Seven Reasons to Avoid Go Set a Watchman
July 15, 2015 was a blockbuster day for HarperCollins Publishers. That’s when the most pre-ordered book in their history, Go Set a Watchman, was released to the public. Some have called the novel’s release a “phony literary event” that is an “obvious money grab” which exploited Harper Lee, one of America’s most beloved authors, and I have to agree. I don’t think HarperCollins should have ever touted Go Set a Watchman (GSAW) as a “sequel” or “prequel.” It is neither, and it should never have been published, for seven reasons I outline in the following article. There are spoilers coming, but I don’t feel guilty about sharing them.
- GSAW is a draft, not a final copy, and there are records to prove it. In 1957, Harper Lee’s debut novel flopped at the editor’s, and she was told to take it home and rework it; two years later, the rewriting resulted in To Kill a Mockingbird (TKAM), arguably America’s greatest novel.
The 3×5 card (see above) logging her progress even has GSAW crossed out, and replaced with TKAM. Meticulous notetaking on other cards shows exactly when sections of the manuscript were submitted, what transpired, and how Lee was to proceed with a second novel.
- It doesn’t read well. It’s choppy, disjointed, and hard to follow. There are glimpses of the Scout and Dill we love, but Atticus is portrayed as a racist, and Jem is dead. There are some fun vignettes that hearken back to TKAM, but it’s hard to tell how they connect together. Novelist 101 insists that writers “show, don’t tell” but this novel has lots of speeches and not much dialogue. The original editor, J.B. Lippincott, called it a “series of anecdotes,” and that’s exactly how it reads.
- It’s so bad, some bookstores have offered refunds, even for books pre-ordered months in advance. Some book vendors even put signs in their windows advertising that they will accept the copies back if people are unsatisfied with the contents.
- Harper Lee had an ongoing battle with the legal rights to TKAM. One of her agents took advantage of her after a stroke in 2007 left her almost totally blind and deaf. Her agent bragged, “She’ll sign anything you put in front of her.” A legal battle over the copyright was settled out of court in 2012, leaving Lee back in control of the $3 million annual revenue from her only novel. The fact that Lee had been mistreated didn’t make much press, but I should have avoided GSAW just on principle.
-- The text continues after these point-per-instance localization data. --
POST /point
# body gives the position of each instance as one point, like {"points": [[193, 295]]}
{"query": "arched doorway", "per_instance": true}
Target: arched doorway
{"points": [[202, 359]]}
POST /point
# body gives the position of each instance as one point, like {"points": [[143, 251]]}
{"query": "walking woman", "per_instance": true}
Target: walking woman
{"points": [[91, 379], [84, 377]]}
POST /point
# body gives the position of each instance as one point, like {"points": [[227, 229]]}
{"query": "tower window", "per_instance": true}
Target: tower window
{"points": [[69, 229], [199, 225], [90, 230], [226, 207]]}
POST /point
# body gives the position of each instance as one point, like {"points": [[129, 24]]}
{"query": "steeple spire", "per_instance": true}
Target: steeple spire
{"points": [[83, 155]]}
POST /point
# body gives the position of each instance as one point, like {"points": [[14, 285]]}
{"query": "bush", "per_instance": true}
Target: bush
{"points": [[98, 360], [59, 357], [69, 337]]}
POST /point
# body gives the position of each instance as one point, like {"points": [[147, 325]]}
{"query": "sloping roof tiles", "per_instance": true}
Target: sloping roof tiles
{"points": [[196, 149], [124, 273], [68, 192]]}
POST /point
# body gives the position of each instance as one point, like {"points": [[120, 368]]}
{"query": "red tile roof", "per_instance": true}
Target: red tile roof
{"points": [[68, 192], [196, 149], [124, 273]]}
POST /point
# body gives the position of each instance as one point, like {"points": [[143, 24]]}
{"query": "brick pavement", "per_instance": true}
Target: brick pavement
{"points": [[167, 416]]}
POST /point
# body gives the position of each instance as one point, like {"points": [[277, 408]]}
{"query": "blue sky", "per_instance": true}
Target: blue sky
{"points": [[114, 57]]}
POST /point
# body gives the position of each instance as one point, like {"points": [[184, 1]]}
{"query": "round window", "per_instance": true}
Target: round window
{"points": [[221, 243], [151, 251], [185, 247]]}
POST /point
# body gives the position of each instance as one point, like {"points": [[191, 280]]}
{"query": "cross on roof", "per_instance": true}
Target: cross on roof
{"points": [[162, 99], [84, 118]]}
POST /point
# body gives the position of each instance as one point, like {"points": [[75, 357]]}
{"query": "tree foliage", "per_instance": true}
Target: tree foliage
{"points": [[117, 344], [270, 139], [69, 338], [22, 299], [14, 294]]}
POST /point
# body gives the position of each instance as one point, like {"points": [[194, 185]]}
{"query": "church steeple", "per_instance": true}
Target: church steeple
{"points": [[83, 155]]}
- Alice Lee, the author’s sister, practiced law in Monroeville Alabama, the Lees’ childhood home, until age 99. She took care of her sister’s legal affairs and fiercely protected “Nelle’s” (as she was known to close friends and family) wishes that she didn’t want anything else published, ever. It seems convenient that the manuscript was found three months after Alice Lee’s death. And although some other shorter essays and other musings were found among Harper Lee’s personal effects when she died earlier this year, nothing that she wanted published was ever found.
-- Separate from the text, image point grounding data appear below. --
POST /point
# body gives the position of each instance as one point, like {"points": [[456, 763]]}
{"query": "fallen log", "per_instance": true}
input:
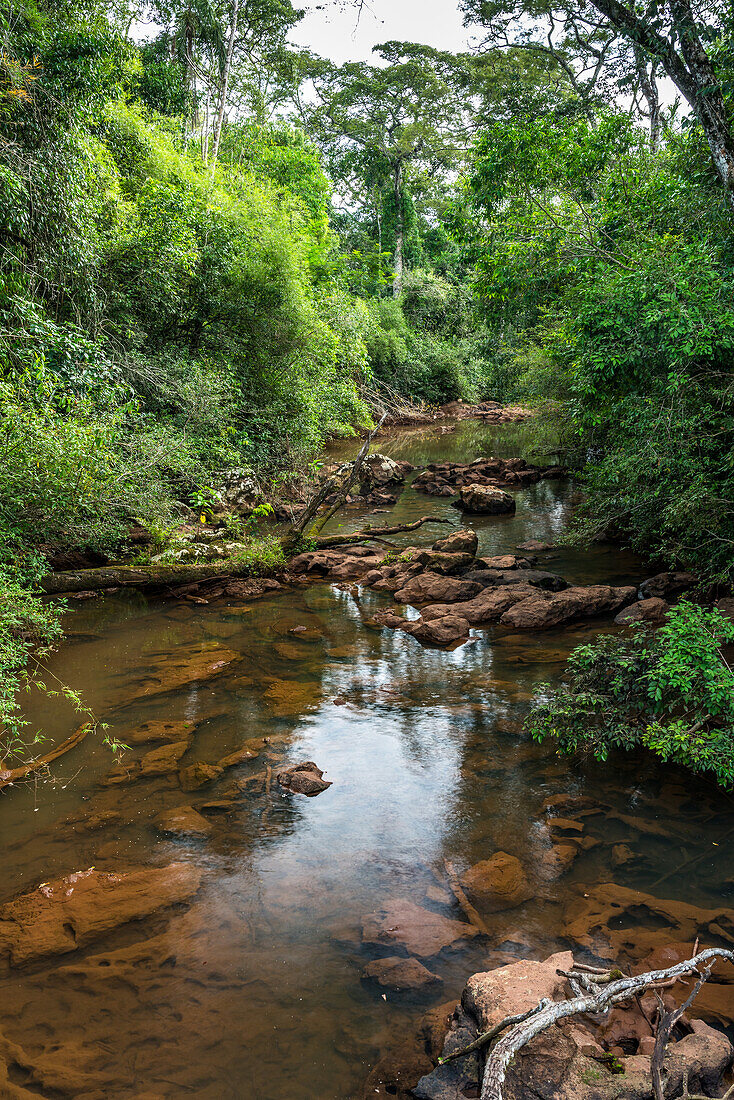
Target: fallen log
{"points": [[137, 576], [594, 993], [375, 534]]}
- It seems too good to be true that the “sequel” was found three months after Lee’s sister died. Any response from Harper Lee after GSAW’s publication last summer were translated in “a statement from her lawyer” who said she was “happy as hell” that the manuscript had been found, and was excited about being published again, contradicting more than 50 years of arguments to the contrary. It seems a little too convenient that the current lawyer, who found the manuscript, can’t be reached for comment. Those who travel to Monroeville and ask directions to her house or office are politely misdirected.
- Remember that feeling you had when Star Wars: Episode 1 came out? At first we all were excited about new Star Wars content and characters, and deeper insight into the characters we’d grown to love (and hate). But after watching Anakin Skywalker and Jar Jar Binks, most people were less than impressed. I used to love to hate Darth Vader, but after Episode 1, I just felt cheated. That’s the way I felt after reading Go Set a Watchman. I felt cheated with Atticus. The staunch defender of civil rights, America’s champion of justice, has morphed into a sad, intolerant, benign old man, and I will never feel the same about him again. I know these are fictional characters, but they are iconic ones for a reason: they resonate with people because they characterize human nature. (I felt the same way about the Game of Thrones series: don’t get me started on Jaime Lannister.)
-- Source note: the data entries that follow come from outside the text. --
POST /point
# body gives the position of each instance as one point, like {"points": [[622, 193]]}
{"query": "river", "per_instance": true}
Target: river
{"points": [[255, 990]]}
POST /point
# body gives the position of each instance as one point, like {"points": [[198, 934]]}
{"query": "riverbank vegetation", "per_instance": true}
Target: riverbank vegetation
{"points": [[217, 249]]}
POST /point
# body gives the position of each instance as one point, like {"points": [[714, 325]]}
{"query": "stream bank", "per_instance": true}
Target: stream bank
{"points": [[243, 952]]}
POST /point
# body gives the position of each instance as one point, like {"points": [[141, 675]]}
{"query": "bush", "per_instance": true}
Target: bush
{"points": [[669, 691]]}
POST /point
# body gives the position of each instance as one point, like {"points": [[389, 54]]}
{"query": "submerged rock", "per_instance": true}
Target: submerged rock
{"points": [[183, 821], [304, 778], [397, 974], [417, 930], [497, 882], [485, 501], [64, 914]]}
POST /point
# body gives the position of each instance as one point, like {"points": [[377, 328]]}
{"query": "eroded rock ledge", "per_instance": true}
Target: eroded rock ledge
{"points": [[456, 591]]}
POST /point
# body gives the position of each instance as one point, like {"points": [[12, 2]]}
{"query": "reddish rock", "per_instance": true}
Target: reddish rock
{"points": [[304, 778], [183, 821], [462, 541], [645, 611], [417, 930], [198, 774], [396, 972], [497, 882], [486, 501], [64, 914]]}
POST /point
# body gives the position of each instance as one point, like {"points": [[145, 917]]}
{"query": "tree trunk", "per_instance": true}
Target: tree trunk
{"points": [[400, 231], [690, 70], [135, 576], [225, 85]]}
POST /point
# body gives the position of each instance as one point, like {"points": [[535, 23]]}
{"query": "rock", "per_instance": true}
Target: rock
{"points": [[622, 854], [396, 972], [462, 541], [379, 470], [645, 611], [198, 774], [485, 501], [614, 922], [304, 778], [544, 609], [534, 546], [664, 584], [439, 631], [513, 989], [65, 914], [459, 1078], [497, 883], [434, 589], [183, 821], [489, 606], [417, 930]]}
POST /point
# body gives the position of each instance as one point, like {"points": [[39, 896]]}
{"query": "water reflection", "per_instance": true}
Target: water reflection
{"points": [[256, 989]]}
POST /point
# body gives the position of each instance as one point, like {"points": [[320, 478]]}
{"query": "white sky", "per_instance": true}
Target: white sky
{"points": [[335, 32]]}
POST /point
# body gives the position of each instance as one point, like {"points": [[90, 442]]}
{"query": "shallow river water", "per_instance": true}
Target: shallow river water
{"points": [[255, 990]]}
As a public secondary school teacher, I have read To Kill a Mockingbird more times than I can count. I have introduced its characters and ethos to many hundreds of students over the years, and some still write to me about how much they loved that novel. Many of them are angry now, having fallen into the HarperCollins hype machine that surrounded the release of Go Set a Watchman. Wanting to consider the general opinion before I indulged in the book myself, I waited until last month to check out the audiobook from the library. I listened to Reese Witherspoon’s soft, lilting Southern accent spin out what I hoped would be insightful, dimensional development of the characters I loved, and I was on chapter three when Harper Lee died. I wish I’d stopped there and never finished it.